Die Expertendatenbank ist eine tolle Möglichkeit, um ein erstes grobes Feedback zu möglichen Barrieren zu erhalten.

Patrick Winkler IT-Referat, Landeshauptstadt München

Expertendatenbank unterstützt und sensibilisiert

Patrick Winkler koordiniert und steuert die gesamte Datenbank und bringt so Projektverantwortliche und Beschäftigte mit Einschränkungen zusammen. Dabei sieht er sich das digitale Angebot zunächst an und entscheidet, welche Überprüfung Sinn macht. Wurde das Angebot von der Expertendatenbank geprüft, gibt Patrick die Rückmeldung an die Projektverantwortlichen zurück.

Die Kolleg*innen der Datenbank unterstützen die Projektverantwortlichen somit nicht nur bei der Erstellung barrierefreier, digitaler Angebote. Die Verantwortlichen werden gleichzeitig sensibilisiert, wie die Menschen der unterschiedlichen Behindertengruppen digitale Angebote lesen und welche Barrieren aufkommen können.

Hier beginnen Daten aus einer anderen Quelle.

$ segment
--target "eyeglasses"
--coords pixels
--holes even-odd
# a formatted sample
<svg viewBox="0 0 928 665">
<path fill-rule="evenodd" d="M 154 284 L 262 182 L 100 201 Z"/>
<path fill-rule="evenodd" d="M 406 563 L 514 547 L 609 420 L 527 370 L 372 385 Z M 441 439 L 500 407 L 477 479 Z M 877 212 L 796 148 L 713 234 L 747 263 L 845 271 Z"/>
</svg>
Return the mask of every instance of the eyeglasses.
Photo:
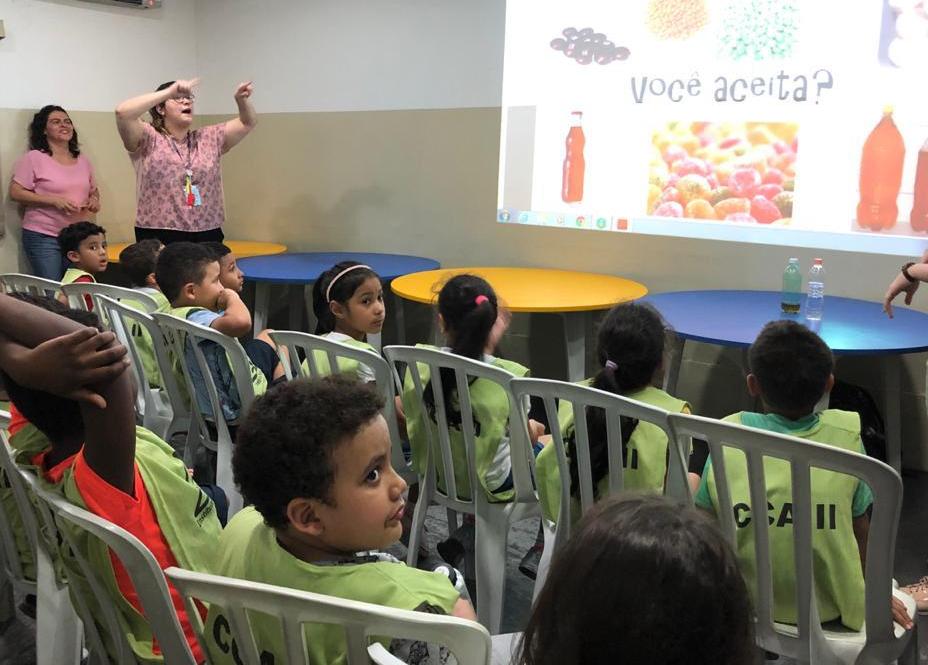
<svg viewBox="0 0 928 665">
<path fill-rule="evenodd" d="M 62 119 L 62 118 L 52 118 L 51 120 L 48 121 L 48 124 L 51 125 L 52 127 L 60 127 L 60 126 L 62 126 L 62 125 L 64 125 L 65 127 L 73 127 L 73 126 L 74 126 L 74 123 L 71 122 L 71 119 L 70 119 L 70 118 L 64 118 L 64 119 Z"/>
<path fill-rule="evenodd" d="M 174 99 L 171 99 L 171 100 L 169 100 L 169 101 L 172 101 L 172 102 L 193 102 L 193 100 L 195 100 L 195 99 L 196 99 L 196 95 L 188 95 L 188 96 L 186 96 L 186 97 L 175 97 Z"/>
</svg>

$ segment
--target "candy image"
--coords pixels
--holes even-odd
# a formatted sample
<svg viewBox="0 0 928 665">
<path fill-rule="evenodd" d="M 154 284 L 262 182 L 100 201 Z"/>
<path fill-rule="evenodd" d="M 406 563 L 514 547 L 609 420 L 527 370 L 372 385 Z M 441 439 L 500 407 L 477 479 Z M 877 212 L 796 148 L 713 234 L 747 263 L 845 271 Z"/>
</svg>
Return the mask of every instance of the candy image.
<svg viewBox="0 0 928 665">
<path fill-rule="evenodd" d="M 556 37 L 551 40 L 550 46 L 555 51 L 560 51 L 568 58 L 573 58 L 581 65 L 589 65 L 595 62 L 597 65 L 608 65 L 609 63 L 627 60 L 631 55 L 624 46 L 616 46 L 602 32 L 596 32 L 593 28 L 564 28 L 561 31 L 562 37 Z"/>
<path fill-rule="evenodd" d="M 650 0 L 648 30 L 658 39 L 688 39 L 709 22 L 704 0 Z"/>
<path fill-rule="evenodd" d="M 735 61 L 788 58 L 798 32 L 796 0 L 729 0 L 719 15 L 719 55 Z"/>
</svg>

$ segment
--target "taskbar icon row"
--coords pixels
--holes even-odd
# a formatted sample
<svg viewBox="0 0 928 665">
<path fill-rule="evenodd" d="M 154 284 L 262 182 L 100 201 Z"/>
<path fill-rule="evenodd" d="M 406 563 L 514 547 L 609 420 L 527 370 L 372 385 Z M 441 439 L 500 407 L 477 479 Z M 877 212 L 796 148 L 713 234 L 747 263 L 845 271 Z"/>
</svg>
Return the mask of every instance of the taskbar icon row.
<svg viewBox="0 0 928 665">
<path fill-rule="evenodd" d="M 627 231 L 628 219 L 614 215 L 585 213 L 536 212 L 500 208 L 496 221 L 503 224 L 527 224 L 530 226 L 554 226 L 566 229 L 590 229 L 593 231 Z"/>
</svg>

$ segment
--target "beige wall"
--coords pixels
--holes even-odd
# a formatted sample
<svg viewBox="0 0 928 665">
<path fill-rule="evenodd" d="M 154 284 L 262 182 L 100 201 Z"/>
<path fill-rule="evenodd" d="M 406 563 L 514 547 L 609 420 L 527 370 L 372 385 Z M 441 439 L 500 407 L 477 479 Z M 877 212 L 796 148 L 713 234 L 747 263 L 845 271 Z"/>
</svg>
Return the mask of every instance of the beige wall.
<svg viewBox="0 0 928 665">
<path fill-rule="evenodd" d="M 0 110 L 4 183 L 24 147 L 30 113 Z M 100 221 L 111 240 L 129 239 L 134 180 L 112 115 L 73 115 L 101 181 Z M 291 250 L 420 254 L 446 266 L 589 270 L 637 279 L 654 292 L 776 289 L 788 256 L 805 264 L 812 258 L 809 250 L 497 224 L 498 137 L 497 108 L 262 114 L 254 135 L 224 160 L 227 235 L 276 240 Z M 0 270 L 10 270 L 19 253 L 19 222 L 8 202 L 4 212 L 8 235 L 0 240 Z M 900 263 L 845 252 L 824 258 L 829 293 L 870 300 L 880 299 Z M 928 306 L 928 295 L 919 306 Z M 410 318 L 412 332 L 424 337 L 427 314 L 414 310 Z M 557 317 L 517 317 L 512 333 L 515 359 L 536 374 L 563 375 Z M 691 345 L 679 392 L 698 411 L 723 415 L 742 399 L 739 367 L 738 352 Z M 848 359 L 841 370 L 879 400 L 879 367 L 877 360 Z M 906 358 L 902 413 L 906 465 L 928 469 L 924 372 L 924 355 Z"/>
</svg>

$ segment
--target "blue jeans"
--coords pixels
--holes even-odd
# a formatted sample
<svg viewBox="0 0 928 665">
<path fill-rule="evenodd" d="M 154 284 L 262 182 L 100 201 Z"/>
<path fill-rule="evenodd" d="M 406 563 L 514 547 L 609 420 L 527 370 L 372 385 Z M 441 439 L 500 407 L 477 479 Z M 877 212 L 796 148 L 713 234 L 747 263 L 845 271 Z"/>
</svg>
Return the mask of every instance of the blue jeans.
<svg viewBox="0 0 928 665">
<path fill-rule="evenodd" d="M 64 271 L 71 266 L 67 257 L 61 255 L 58 238 L 54 236 L 23 229 L 23 251 L 32 266 L 32 274 L 37 277 L 60 282 Z"/>
</svg>

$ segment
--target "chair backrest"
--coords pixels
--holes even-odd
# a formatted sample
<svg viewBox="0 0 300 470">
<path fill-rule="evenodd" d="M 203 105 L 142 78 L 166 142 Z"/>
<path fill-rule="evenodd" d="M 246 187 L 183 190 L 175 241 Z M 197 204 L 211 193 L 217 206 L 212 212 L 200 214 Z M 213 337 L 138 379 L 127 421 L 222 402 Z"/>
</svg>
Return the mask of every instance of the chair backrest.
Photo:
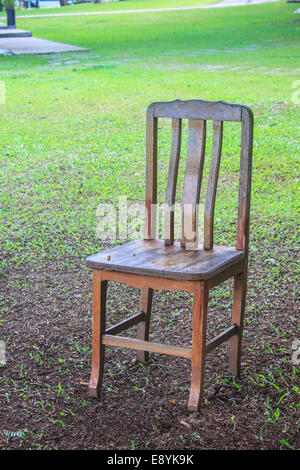
<svg viewBox="0 0 300 470">
<path fill-rule="evenodd" d="M 241 122 L 241 157 L 239 177 L 236 248 L 248 250 L 251 190 L 253 114 L 243 105 L 223 101 L 171 101 L 152 103 L 147 110 L 146 137 L 146 210 L 144 238 L 156 238 L 157 209 L 157 121 L 172 119 L 172 144 L 166 192 L 164 239 L 174 243 L 174 204 L 181 146 L 182 119 L 188 119 L 188 152 L 183 182 L 182 237 L 186 249 L 198 247 L 198 205 L 205 154 L 206 121 L 213 121 L 213 145 L 204 212 L 204 249 L 213 248 L 214 208 L 222 150 L 223 122 Z"/>
</svg>

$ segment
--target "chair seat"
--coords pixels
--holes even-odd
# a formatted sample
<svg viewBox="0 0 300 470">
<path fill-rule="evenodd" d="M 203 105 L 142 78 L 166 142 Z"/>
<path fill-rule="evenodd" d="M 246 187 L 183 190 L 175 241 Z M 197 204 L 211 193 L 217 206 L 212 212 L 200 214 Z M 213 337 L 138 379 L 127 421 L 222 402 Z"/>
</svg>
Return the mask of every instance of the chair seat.
<svg viewBox="0 0 300 470">
<path fill-rule="evenodd" d="M 244 259 L 232 247 L 185 250 L 180 243 L 165 246 L 163 240 L 136 240 L 89 256 L 87 266 L 104 271 L 141 274 L 175 280 L 207 280 Z"/>
</svg>

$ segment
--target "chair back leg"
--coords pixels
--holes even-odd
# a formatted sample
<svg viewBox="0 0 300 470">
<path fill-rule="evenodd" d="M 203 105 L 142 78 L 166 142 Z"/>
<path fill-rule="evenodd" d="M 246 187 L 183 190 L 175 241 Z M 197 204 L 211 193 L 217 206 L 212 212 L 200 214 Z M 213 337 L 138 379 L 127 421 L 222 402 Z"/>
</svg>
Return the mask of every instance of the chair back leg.
<svg viewBox="0 0 300 470">
<path fill-rule="evenodd" d="M 239 377 L 241 369 L 241 346 L 246 304 L 247 275 L 246 272 L 234 277 L 233 306 L 231 324 L 237 325 L 237 333 L 229 342 L 229 372 Z"/>
<path fill-rule="evenodd" d="M 143 287 L 141 289 L 140 312 L 144 312 L 146 315 L 146 318 L 145 320 L 141 321 L 137 325 L 137 339 L 141 339 L 142 341 L 149 341 L 152 297 L 153 297 L 153 289 L 151 289 L 151 287 Z M 138 362 L 146 362 L 148 361 L 148 359 L 149 359 L 148 351 L 136 352 L 136 360 Z"/>
</svg>

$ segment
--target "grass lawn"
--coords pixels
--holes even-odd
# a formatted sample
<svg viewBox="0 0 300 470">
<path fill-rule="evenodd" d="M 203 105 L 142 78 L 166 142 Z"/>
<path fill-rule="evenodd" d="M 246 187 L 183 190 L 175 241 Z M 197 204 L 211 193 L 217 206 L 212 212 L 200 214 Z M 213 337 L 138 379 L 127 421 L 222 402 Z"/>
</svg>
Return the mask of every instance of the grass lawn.
<svg viewBox="0 0 300 470">
<path fill-rule="evenodd" d="M 200 1 L 129 0 L 66 11 L 183 3 Z M 6 104 L 0 104 L 0 339 L 8 349 L 0 369 L 0 448 L 299 447 L 299 376 L 291 363 L 300 327 L 295 8 L 281 1 L 18 20 L 37 37 L 89 50 L 0 58 L 6 87 Z M 112 350 L 103 400 L 89 399 L 81 385 L 88 382 L 91 352 L 91 276 L 84 260 L 109 245 L 95 237 L 96 210 L 105 201 L 117 205 L 120 196 L 143 200 L 145 111 L 152 101 L 176 98 L 247 104 L 255 116 L 243 372 L 239 380 L 228 375 L 226 347 L 209 356 L 206 401 L 197 415 L 186 409 L 185 359 L 153 354 L 142 367 L 132 362 L 132 352 Z M 167 124 L 160 129 L 161 202 Z M 226 125 L 224 135 L 216 241 L 233 243 L 239 129 Z M 213 334 L 230 321 L 230 284 L 213 289 L 210 307 Z M 109 321 L 137 308 L 135 289 L 110 288 Z M 189 331 L 191 299 L 157 293 L 153 314 L 152 339 L 176 343 Z"/>
</svg>

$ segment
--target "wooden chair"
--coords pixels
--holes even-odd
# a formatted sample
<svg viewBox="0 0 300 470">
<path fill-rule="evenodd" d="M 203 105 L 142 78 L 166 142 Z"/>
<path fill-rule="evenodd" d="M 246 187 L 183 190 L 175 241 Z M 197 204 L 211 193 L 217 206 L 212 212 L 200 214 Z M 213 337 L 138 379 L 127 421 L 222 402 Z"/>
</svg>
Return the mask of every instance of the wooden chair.
<svg viewBox="0 0 300 470">
<path fill-rule="evenodd" d="M 157 122 L 172 119 L 172 145 L 166 191 L 164 240 L 156 239 L 157 204 Z M 181 122 L 188 119 L 188 155 L 182 200 L 182 238 L 174 242 L 174 211 Z M 197 211 L 205 153 L 206 121 L 213 121 L 213 146 L 204 213 L 204 243 L 198 246 Z M 241 122 L 241 157 L 235 247 L 213 246 L 214 206 L 221 158 L 223 122 Z M 143 240 L 87 258 L 93 268 L 92 370 L 89 395 L 98 397 L 104 368 L 105 346 L 137 350 L 138 361 L 148 351 L 191 358 L 189 410 L 200 407 L 204 386 L 205 356 L 230 339 L 229 369 L 240 372 L 241 341 L 247 286 L 248 233 L 253 138 L 252 111 L 241 105 L 201 100 L 153 103 L 147 110 L 146 206 Z M 209 289 L 234 277 L 231 326 L 206 344 L 206 319 Z M 106 328 L 105 304 L 108 281 L 118 281 L 141 289 L 140 313 Z M 192 347 L 178 347 L 149 341 L 153 289 L 178 289 L 191 292 L 193 303 Z M 137 339 L 118 336 L 137 324 Z"/>
</svg>

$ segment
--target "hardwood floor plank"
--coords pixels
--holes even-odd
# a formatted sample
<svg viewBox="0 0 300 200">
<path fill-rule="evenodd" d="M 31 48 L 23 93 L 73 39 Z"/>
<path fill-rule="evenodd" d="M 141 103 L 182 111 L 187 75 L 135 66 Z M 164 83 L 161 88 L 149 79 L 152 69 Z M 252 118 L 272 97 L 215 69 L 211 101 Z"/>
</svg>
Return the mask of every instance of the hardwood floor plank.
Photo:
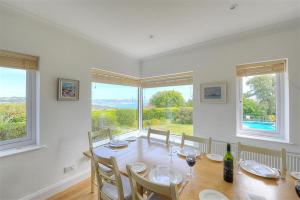
<svg viewBox="0 0 300 200">
<path fill-rule="evenodd" d="M 94 193 L 90 190 L 90 178 L 55 194 L 48 200 L 97 200 L 97 189 Z"/>
</svg>

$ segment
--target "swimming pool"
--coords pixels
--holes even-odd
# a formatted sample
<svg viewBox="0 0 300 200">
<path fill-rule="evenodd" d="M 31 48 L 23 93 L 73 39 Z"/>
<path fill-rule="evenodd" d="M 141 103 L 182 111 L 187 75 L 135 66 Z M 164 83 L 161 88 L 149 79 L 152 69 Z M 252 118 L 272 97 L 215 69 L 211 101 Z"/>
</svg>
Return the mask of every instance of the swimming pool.
<svg viewBox="0 0 300 200">
<path fill-rule="evenodd" d="M 263 130 L 263 131 L 276 131 L 274 122 L 259 122 L 259 121 L 243 121 L 243 128 Z"/>
</svg>

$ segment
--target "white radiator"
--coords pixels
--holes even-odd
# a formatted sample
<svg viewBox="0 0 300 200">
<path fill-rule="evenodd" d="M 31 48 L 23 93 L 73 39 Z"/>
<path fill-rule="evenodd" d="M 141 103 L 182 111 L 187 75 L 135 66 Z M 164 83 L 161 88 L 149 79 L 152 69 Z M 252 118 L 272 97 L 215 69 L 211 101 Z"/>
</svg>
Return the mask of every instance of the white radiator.
<svg viewBox="0 0 300 200">
<path fill-rule="evenodd" d="M 205 145 L 206 146 L 206 145 Z M 202 147 L 206 148 L 206 147 Z M 201 150 L 202 150 L 201 148 Z M 236 157 L 237 153 L 237 145 L 231 144 L 233 155 Z M 215 141 L 212 142 L 212 153 L 224 155 L 226 152 L 226 143 L 222 141 Z M 257 153 L 249 153 L 243 152 L 241 155 L 242 159 L 246 160 L 256 160 L 260 163 L 268 165 L 270 167 L 274 167 L 279 169 L 280 168 L 280 159 L 278 157 L 273 157 L 264 154 L 257 154 Z M 300 154 L 287 152 L 287 169 L 288 171 L 300 171 Z"/>
</svg>

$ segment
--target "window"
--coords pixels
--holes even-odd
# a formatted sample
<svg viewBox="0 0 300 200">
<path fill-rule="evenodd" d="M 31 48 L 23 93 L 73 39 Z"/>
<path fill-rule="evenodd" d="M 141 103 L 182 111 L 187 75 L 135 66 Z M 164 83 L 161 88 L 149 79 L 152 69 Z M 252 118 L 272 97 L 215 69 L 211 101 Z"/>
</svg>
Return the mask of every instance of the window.
<svg viewBox="0 0 300 200">
<path fill-rule="evenodd" d="M 288 140 L 285 61 L 239 66 L 237 74 L 238 135 Z"/>
<path fill-rule="evenodd" d="M 35 72 L 0 67 L 0 149 L 35 143 Z"/>
<path fill-rule="evenodd" d="M 0 150 L 36 144 L 38 57 L 0 50 Z"/>
<path fill-rule="evenodd" d="M 143 128 L 193 135 L 193 86 L 143 89 Z"/>
<path fill-rule="evenodd" d="M 132 132 L 138 130 L 138 116 L 138 87 L 92 82 L 92 131 Z"/>
<path fill-rule="evenodd" d="M 192 135 L 192 74 L 136 78 L 93 68 L 92 131 L 120 135 L 152 127 Z"/>
</svg>

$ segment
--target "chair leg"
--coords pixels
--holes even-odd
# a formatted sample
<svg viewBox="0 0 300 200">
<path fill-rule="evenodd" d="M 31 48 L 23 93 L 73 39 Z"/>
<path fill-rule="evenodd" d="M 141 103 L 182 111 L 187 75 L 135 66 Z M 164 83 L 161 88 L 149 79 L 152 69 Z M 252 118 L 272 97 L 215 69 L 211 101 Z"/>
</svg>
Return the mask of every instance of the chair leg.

Was München unternimmt, um Barrierefreiheit zu gewährleisten

Es ist wichtig zu wissen, dass die Expertendatenbank keinen professionellen BITV-Test ersetzt, der nur durch zertifizierte Prüfstellen durchgeführt werden darf. Bei diesem Test wird die Barrierefreiheit einer Webseite oder Anwendung nach den Anforderungen der Barrierefreie-Informationstechnik-Verordnung (BITV) in Deutschland überprüft.

Die Datenbank ist zudem nur eine von vielen Maßnahmen im Bereich der Digitalen Barrierefreiheit: Die Landeshauptstadt München unternimmt vieles, um Digitale Teilhabe für alle zu ermöglichen. So stellt sie beispielsweise digitale Angebote in Leichter Sprache und künftig den Kommunalen Gebärdensprach-Avatar bereit.